Time Zone: UTC

19 May 13:00 – 19 May 14:00 in Talks, Tutorials / Workshops 2, Tutorials / Workshops 1

Keynote: Clusters of Clusters: Using Dask Distributed to Scale Enterprise Machine Learning Systems

Grant Gelven

Audience level:
Intermediate

Description

The past decade has shown there is a steep learning curve for organizations trying to scale and productionalize ML systems quickly. At Walmart, we have developed several principles over the years that allow us to address this challenge. In this talk, I will discuss these principles and the open-source tools that enable us today.

Abstract

Nearly all enterprises today are looking to leverage data science and machine learning (ML) to transform and sometimes even create the marketplace. The past decade, however, has shown there is a steep learning curve for organizations trying to scale and productionalize ML systems quickly.
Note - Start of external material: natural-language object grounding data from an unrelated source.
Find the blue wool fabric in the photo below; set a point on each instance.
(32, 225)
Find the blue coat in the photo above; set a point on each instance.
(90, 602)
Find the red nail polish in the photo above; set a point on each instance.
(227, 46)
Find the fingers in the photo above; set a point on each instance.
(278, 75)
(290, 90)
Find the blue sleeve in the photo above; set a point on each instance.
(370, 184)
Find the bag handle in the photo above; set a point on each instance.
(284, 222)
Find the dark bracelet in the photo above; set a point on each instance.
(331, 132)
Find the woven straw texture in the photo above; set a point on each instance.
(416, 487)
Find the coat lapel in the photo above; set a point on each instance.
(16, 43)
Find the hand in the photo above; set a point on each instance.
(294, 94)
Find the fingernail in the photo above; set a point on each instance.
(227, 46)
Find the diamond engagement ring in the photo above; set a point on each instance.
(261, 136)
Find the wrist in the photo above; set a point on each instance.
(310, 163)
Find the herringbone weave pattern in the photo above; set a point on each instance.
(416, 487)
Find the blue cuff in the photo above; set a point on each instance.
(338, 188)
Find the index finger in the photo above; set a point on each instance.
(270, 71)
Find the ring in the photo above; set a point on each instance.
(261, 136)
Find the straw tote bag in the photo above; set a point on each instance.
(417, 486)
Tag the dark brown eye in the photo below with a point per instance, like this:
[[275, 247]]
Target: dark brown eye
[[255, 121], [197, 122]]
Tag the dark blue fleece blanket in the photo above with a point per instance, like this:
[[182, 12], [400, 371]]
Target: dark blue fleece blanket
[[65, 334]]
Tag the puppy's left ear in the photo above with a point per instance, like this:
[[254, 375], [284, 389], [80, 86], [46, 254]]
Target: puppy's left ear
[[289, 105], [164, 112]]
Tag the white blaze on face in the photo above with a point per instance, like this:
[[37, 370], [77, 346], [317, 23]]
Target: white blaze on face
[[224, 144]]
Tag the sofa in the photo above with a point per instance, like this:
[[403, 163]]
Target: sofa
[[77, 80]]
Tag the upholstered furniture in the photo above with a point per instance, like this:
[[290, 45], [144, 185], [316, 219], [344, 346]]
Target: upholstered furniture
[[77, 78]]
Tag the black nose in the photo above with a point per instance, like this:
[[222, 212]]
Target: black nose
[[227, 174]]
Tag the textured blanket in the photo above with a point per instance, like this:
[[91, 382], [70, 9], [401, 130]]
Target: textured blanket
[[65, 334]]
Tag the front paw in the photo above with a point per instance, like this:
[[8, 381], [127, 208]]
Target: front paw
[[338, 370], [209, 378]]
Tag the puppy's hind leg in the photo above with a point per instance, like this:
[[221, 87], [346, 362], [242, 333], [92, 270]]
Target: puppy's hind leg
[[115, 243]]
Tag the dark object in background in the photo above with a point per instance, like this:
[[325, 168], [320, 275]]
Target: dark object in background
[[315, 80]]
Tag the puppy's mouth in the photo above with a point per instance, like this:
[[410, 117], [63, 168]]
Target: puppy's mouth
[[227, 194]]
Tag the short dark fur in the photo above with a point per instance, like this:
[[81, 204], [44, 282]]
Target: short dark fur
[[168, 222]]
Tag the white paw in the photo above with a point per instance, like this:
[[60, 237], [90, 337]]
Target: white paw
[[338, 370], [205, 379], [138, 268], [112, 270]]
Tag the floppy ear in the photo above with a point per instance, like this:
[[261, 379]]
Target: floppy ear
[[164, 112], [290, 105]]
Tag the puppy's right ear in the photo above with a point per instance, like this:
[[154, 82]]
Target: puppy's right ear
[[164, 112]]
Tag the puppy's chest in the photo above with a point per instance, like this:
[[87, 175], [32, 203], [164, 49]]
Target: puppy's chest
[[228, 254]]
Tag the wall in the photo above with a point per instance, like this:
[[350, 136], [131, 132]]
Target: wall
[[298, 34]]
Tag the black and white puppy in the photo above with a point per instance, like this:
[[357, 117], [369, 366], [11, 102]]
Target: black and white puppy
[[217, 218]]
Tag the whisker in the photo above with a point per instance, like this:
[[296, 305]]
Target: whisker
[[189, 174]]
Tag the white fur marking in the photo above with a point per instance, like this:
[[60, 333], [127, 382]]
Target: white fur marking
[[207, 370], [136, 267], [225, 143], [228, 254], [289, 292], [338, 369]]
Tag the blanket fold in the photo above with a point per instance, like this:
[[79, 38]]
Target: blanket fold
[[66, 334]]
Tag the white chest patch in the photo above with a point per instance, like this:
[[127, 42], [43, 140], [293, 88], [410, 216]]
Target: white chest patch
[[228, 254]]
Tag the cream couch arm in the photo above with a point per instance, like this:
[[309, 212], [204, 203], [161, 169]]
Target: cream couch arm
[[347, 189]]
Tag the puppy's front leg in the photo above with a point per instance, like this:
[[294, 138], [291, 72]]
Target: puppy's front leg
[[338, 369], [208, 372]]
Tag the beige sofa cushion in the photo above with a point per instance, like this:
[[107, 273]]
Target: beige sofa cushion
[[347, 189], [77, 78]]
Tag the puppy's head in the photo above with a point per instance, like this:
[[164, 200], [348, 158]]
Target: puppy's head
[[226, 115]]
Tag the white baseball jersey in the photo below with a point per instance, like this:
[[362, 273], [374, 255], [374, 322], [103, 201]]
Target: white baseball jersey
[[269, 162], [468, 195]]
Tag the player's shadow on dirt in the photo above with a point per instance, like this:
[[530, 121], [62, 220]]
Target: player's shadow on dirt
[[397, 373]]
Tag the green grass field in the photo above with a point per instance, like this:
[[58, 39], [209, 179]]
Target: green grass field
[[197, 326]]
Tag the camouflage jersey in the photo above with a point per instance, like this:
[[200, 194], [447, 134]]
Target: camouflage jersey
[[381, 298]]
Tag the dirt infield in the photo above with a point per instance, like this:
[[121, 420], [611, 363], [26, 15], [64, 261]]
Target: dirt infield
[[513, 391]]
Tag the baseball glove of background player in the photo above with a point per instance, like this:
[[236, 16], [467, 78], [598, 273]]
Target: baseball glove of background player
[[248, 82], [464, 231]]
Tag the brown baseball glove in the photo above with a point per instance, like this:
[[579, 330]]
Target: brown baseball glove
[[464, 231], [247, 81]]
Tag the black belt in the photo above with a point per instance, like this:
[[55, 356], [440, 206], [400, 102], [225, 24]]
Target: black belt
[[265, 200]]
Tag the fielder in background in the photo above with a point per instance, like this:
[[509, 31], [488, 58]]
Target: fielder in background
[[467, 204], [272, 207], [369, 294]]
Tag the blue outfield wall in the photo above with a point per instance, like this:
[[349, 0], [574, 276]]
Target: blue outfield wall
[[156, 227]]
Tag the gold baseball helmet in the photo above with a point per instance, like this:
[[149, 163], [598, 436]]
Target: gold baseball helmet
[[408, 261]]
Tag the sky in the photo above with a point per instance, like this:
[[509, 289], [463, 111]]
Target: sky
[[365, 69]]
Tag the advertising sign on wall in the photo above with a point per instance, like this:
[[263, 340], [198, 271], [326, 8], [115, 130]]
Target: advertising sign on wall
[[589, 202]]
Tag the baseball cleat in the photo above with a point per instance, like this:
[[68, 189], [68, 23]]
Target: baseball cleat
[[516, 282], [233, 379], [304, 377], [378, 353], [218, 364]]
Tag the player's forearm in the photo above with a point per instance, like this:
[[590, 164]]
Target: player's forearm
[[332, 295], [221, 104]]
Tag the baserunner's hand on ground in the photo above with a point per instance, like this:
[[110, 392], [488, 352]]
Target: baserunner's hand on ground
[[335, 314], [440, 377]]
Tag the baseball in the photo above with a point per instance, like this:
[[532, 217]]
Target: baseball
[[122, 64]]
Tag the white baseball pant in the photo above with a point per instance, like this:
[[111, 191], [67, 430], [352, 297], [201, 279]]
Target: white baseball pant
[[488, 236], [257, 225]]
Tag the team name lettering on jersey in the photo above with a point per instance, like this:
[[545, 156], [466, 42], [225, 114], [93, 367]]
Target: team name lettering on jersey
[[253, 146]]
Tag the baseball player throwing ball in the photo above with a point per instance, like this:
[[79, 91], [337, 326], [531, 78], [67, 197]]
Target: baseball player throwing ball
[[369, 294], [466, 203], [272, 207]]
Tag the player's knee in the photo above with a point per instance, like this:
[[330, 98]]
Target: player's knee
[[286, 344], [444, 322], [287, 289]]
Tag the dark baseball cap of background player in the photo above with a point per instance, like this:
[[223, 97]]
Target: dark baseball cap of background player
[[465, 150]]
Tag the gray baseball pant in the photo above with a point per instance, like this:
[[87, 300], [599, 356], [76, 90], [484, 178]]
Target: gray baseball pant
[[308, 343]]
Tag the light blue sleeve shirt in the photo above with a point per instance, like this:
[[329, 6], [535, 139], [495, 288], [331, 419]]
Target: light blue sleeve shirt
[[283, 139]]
Even in 2020, some 43% of companies cited scaling as their largest ML Operations issue*. And, more than half of the same enterprises required more than 30 days to get a single ML model into production. At Walmart, we have developed several principles over the years that allow us to scale ML systems quickly. In this talk, I will discuss these principles and the open-source tools that enable us. I’ll highlight the use Dask Distributed to leverage code developed on day-one to scale up local model development, as well as how to quickly scale out ML training of both small and large models, in parallel, for a number of enterprise use cases. After the session, participates will be able to easily recycle demo code to adapt to their own specific applications.